Another migrant with Prussian Lithuanian connections was Otto Bernhard RIEGERT, born in 1861 in Minjotai. He had married in South Australia in 1886 but moved to Western Australia with his family in the first decade of the 1900s. Otto worked as a school teacher and died in 1916 at York, WA (source: Ancestry.com family trees).
More migrants arrived after the First World War, anxious to make a start in the New World:
- Pranas ŠEŠKAS (Frank Seskas) from Kaunas was living at Muchea, WA. By 26 May 1938, when he placed a notice in the Western Mail of Perth regarding his intention to seek naturalisation, he reported that he had been an Australian resident for 20 years;
- Liudvikas KURTINAITIS from the Marijampolė area was living at Northam with his Lithuanian wife Katarina and daughter Adelė when he placed his naturalisation notice in The West Australian of 12 September 1938, stating that he had been living in Australia for 9 years and 9 months;
- Juozapas LAZORAITIS (Brown), born in Pilviškiai and living at Planet Street, Perth, stated in his notice in the Westralian Worker of 15 November 1929 that he had been in Australia for 13 months, and prior to that for 35 years in Scotland;
- Zale ZAPOLSKI (known as Zalman Levi) born in Lazdijai in 1904 had been in Australia for 9 years and was living at Bayswater (Perth) when he placed his notice in the Daily News of 13 July 1939 (he went on to serve for Australia in World War 2, 1942-46);
- Theodore Charef SHARP, born in 1876 in Kedainiai, worked as a salesman and died in Perth in 1940 (Source: Ancestry.com family trees).

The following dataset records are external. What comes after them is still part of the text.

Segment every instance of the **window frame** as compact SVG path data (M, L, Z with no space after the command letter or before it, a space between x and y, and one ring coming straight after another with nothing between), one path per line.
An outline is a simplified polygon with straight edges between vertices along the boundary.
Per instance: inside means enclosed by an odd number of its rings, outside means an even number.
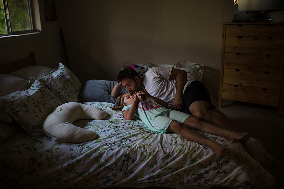
M6 27L8 33L0 34L0 39L7 37L26 35L27 34L33 34L41 32L41 24L40 16L38 1L37 0L27 0L28 1L28 11L30 14L30 24L32 28L31 30L23 31L12 32L11 28L10 19L7 19L6 9L9 8L7 4L7 0L3 0L4 8L4 14L6 22ZM8 22L9 24L7 23ZM0 40L0 42L1 40Z

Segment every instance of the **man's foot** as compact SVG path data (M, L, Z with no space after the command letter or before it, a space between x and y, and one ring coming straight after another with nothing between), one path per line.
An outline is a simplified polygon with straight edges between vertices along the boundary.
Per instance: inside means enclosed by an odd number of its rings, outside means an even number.
M278 165L277 162L266 152L266 151L264 149L264 146L263 146L262 143L258 140L256 140L261 146L263 150L263 153L264 153L264 160L262 162L259 162L259 164L262 166L264 165L269 169L276 168Z
M239 133L231 131L228 139L233 143L235 143L238 141L242 140L246 137L248 134L248 133Z
M244 144L251 152L252 157L261 165L270 169L277 166L277 162L266 152L261 142L251 138Z

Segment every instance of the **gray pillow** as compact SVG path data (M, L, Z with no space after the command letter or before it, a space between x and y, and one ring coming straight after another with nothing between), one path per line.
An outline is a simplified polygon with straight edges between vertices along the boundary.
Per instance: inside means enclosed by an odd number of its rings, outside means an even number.
M86 82L79 94L80 102L104 102L114 103L116 99L110 95L117 82L112 81L93 79ZM123 87L120 92L127 90Z

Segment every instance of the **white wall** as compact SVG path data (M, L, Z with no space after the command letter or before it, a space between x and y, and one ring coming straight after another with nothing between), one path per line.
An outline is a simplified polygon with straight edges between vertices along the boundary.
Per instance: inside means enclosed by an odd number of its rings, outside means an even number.
M70 69L83 82L115 80L124 62L204 65L217 98L222 25L233 0L60 0L60 26Z

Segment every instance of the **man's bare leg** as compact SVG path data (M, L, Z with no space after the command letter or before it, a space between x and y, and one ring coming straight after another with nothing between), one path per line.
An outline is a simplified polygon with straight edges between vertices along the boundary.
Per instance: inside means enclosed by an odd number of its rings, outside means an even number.
M226 129L243 132L225 114L216 109L209 110L209 107L208 102L196 101L189 107L189 111L194 116L203 121ZM272 168L277 166L277 162L267 153L260 141L248 135L239 141L247 147L252 156L259 163Z

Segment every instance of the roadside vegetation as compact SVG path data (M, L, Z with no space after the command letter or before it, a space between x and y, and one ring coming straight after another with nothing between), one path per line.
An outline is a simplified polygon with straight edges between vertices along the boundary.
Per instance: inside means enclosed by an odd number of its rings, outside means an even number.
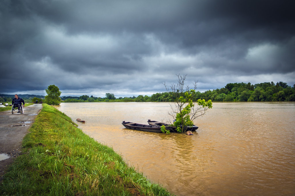
M24 104L25 107L27 106L28 106L29 105L32 105L34 104L32 103L26 103L25 104ZM6 106L5 107L0 107L0 112L2 112L3 111L6 111L6 110L11 110L11 106L9 106L9 105L8 106Z
M0 195L171 195L64 114L43 105L24 139L24 154L4 176Z

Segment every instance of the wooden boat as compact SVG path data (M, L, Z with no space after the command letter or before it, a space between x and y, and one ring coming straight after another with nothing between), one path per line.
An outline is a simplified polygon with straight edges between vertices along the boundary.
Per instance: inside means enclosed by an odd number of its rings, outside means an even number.
M166 129L167 130L169 129L170 131L172 131L175 132L177 132L177 131L176 130L176 128L173 127L171 126L171 125L169 124L167 124L163 122L158 122L158 121L156 121L154 120L151 120L149 119L148 120L148 124L150 125L156 125L158 126L160 126L160 127L163 125L165 127ZM188 127L187 129L186 129L186 131L196 131L196 130L198 129L198 128L199 128L199 127L197 127L194 125L192 127Z
M135 129L136 130L151 132L162 132L161 131L161 127L157 125L143 124L130 122L125 122L125 121L123 121L122 124L126 128L130 129Z

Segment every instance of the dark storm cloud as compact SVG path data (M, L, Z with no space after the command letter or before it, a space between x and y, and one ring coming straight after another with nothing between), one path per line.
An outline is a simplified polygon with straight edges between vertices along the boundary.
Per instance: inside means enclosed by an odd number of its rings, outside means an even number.
M3 1L1 92L117 96L165 91L176 74L199 89L295 83L293 1ZM6 73L8 73L6 71ZM127 92L128 92L127 93Z

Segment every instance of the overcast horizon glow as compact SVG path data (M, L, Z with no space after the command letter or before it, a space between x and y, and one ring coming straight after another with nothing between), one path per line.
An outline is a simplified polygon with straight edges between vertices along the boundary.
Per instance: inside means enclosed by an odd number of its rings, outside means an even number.
M178 74L201 92L242 82L293 86L294 4L4 1L0 94L45 95L54 84L62 96L150 96Z

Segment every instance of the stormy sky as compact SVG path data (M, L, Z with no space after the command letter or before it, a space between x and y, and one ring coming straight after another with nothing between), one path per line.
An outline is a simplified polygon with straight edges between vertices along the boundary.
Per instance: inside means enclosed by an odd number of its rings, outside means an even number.
M0 93L117 97L295 83L293 1L1 0Z

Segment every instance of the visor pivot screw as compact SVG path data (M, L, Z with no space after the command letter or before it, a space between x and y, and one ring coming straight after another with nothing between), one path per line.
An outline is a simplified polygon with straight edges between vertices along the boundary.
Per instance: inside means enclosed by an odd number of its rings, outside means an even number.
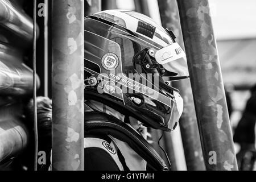
M86 86L94 86L97 85L97 79L93 76L90 77L85 80Z
M152 57L154 57L155 51L152 49L150 49L148 51L148 54L150 55L150 56L151 56Z

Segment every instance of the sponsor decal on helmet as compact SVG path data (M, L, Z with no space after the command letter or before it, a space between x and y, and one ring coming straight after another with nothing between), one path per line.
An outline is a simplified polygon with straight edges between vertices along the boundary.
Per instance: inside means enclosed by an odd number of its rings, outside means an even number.
M114 149L106 141L103 142L102 145L105 148L106 148L106 150L108 150L108 151L109 152L110 152L112 154L115 154L116 152Z
M104 91L108 93L113 93L115 89L115 84L113 81L108 81L104 86Z
M118 57L114 53L107 53L101 59L101 64L105 69L115 69L119 65Z

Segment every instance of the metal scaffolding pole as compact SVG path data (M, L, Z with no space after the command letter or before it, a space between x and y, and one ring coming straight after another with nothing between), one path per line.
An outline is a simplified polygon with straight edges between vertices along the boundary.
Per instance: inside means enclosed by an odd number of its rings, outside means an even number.
M163 26L174 31L177 36L176 41L184 49L176 0L158 0L158 4ZM174 82L173 85L180 90L184 99L184 110L179 123L187 168L189 171L205 170L189 80Z
M85 1L84 13L85 16L90 15L101 11L101 0Z
M52 1L52 167L84 170L84 1Z
M177 2L206 169L237 170L208 1Z
M104 0L102 2L102 10L117 9L117 0Z

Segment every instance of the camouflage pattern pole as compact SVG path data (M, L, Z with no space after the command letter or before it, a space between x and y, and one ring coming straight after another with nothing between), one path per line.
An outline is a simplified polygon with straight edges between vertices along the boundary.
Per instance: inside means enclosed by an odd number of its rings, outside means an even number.
M102 10L117 9L117 0L104 0L102 3Z
M206 169L237 170L208 1L177 2Z
M176 0L158 0L158 4L163 26L174 31L177 37L176 41L184 49ZM180 90L184 100L184 110L179 123L187 168L189 171L205 170L189 80L173 82L173 86Z
M52 1L53 170L84 170L84 1Z
M84 5L85 16L89 16L101 11L101 0L86 0L85 1Z

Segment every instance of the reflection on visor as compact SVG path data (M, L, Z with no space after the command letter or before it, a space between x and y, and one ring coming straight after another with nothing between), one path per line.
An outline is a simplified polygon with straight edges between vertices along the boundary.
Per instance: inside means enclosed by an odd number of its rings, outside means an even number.
M174 130L175 129L183 111L183 100L177 92L174 91L174 95L176 102L174 103L173 106L168 126L168 128L171 130Z
M177 43L166 46L155 53L156 61L162 65L173 61L186 56L185 52Z

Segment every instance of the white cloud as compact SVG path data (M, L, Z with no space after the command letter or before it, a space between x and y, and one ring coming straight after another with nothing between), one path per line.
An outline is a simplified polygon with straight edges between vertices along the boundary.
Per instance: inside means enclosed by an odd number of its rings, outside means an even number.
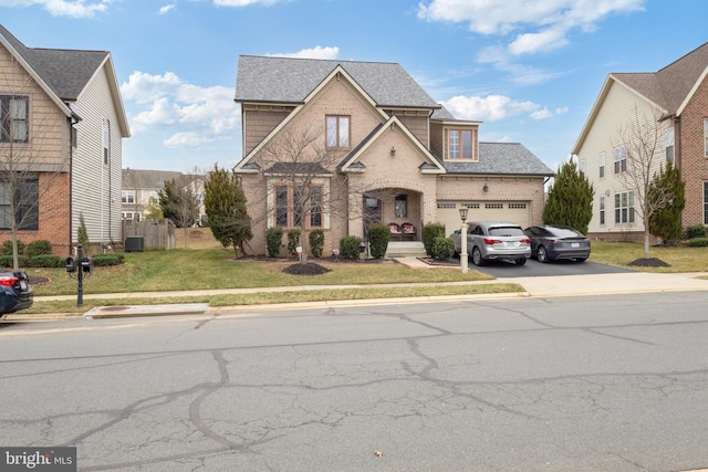
M165 7L162 7L158 11L159 14L165 14L167 13L169 10L171 10L173 8L175 8L175 3L171 4L166 4Z
M455 96L442 102L446 108L460 119L497 122L510 116L530 114L540 108L533 102L518 102L503 95Z
M284 0L214 0L214 4L217 7L248 7L250 4L264 4L269 7L280 1Z
M573 29L594 30L604 18L642 11L646 0L428 0L418 4L421 20L468 23L480 34L509 35L512 54L551 51L563 46Z
M201 87L171 72L164 75L134 72L121 85L121 94L134 134L167 130L171 136L163 141L166 146L194 147L229 138L239 127L240 111L231 87Z
M455 96L442 105L452 113L456 118L479 122L498 122L518 115L527 115L531 119L548 119L568 113L568 107L556 108L551 112L548 107L527 101L514 101L504 95Z
M299 57L299 59L336 59L340 55L340 49L336 46L320 46L316 45L310 49L303 49L302 51L293 52L293 53L277 53L277 54L267 54L272 57Z
M41 6L53 17L87 18L105 11L113 0L0 0L0 7Z

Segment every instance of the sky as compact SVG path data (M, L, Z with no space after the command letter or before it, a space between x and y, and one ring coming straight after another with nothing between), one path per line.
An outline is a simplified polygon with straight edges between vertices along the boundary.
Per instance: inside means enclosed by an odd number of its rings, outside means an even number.
M239 55L395 62L481 141L569 159L613 72L656 72L708 41L706 0L0 0L29 48L112 54L123 168L242 157Z

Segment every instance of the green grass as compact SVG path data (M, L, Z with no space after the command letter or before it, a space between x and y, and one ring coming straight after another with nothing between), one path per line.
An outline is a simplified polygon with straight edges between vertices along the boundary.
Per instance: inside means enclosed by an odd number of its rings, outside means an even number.
M708 248L653 247L649 256L668 263L668 268L643 268L629 264L644 255L644 247L629 242L593 241L590 260L593 262L645 272L708 272ZM309 290L257 292L239 295L145 296L128 298L84 298L83 308L72 301L35 301L22 313L83 313L95 306L209 303L211 306L258 305L289 302L317 302L332 300L363 300L410 296L461 295L481 293L520 292L517 284L466 284L382 287L378 284L414 284L436 282L486 281L493 277L470 270L462 274L459 268L413 270L405 265L382 262L324 262L311 260L332 271L322 275L291 275L283 269L293 261L235 260L222 249L147 251L126 254L125 264L96 268L84 279L84 295L139 292L199 291L207 289L259 289L301 285L374 285L365 289ZM75 295L76 280L62 269L29 269L32 276L43 276L50 283L35 285L35 296Z
M676 273L708 272L708 248L652 247L649 258L660 259L668 268L629 265L644 258L644 244L633 242L593 241L590 261L641 272Z

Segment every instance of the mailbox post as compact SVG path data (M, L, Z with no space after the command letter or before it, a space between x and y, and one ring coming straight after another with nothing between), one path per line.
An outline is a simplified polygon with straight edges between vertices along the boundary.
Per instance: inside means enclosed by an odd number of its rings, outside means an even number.
M83 248L81 244L76 245L76 260L66 258L66 272L69 276L76 273L77 286L76 286L76 307L84 306L84 273L91 275L91 259L84 258Z

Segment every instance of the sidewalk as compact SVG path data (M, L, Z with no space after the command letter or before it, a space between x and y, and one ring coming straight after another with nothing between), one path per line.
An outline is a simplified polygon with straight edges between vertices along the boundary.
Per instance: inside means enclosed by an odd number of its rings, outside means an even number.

Kazys ASTRAUSKAS departed on the Osterley from London on 24 November 1928 in the company of the Marcinkevičius family. However, after only a few months in Sydney, Kazys opted for Western Australia. The passenger list show that he was 28 years old and his occupation was listed as farmer. He also had left a family behind in Liudvinavas, Lithuania; 8 months later, having established himself as a carpenter at the Golden Horseshoe Mine in Kalgoorlie he applied to the Commonwealth for permission to bring his wife Albina, two young sons and sister-in-law to Australia; in April 1930 his wife and sons boarded the Orvieto for Australia. Kazys later called himself Charles Ashe; he became a successful building contractor in Kalgoorlie and a third son was born in 1933. In 1938 he sought permission to sponsor a good friend from Lithuania, Joseph Samulaitis of Marijampolė, to Australia, but it is not known what the outcome was (Source: NAA records).
With thanks to Daina Pocius of the Australian Lithuanian Community Archives for sharing her research results.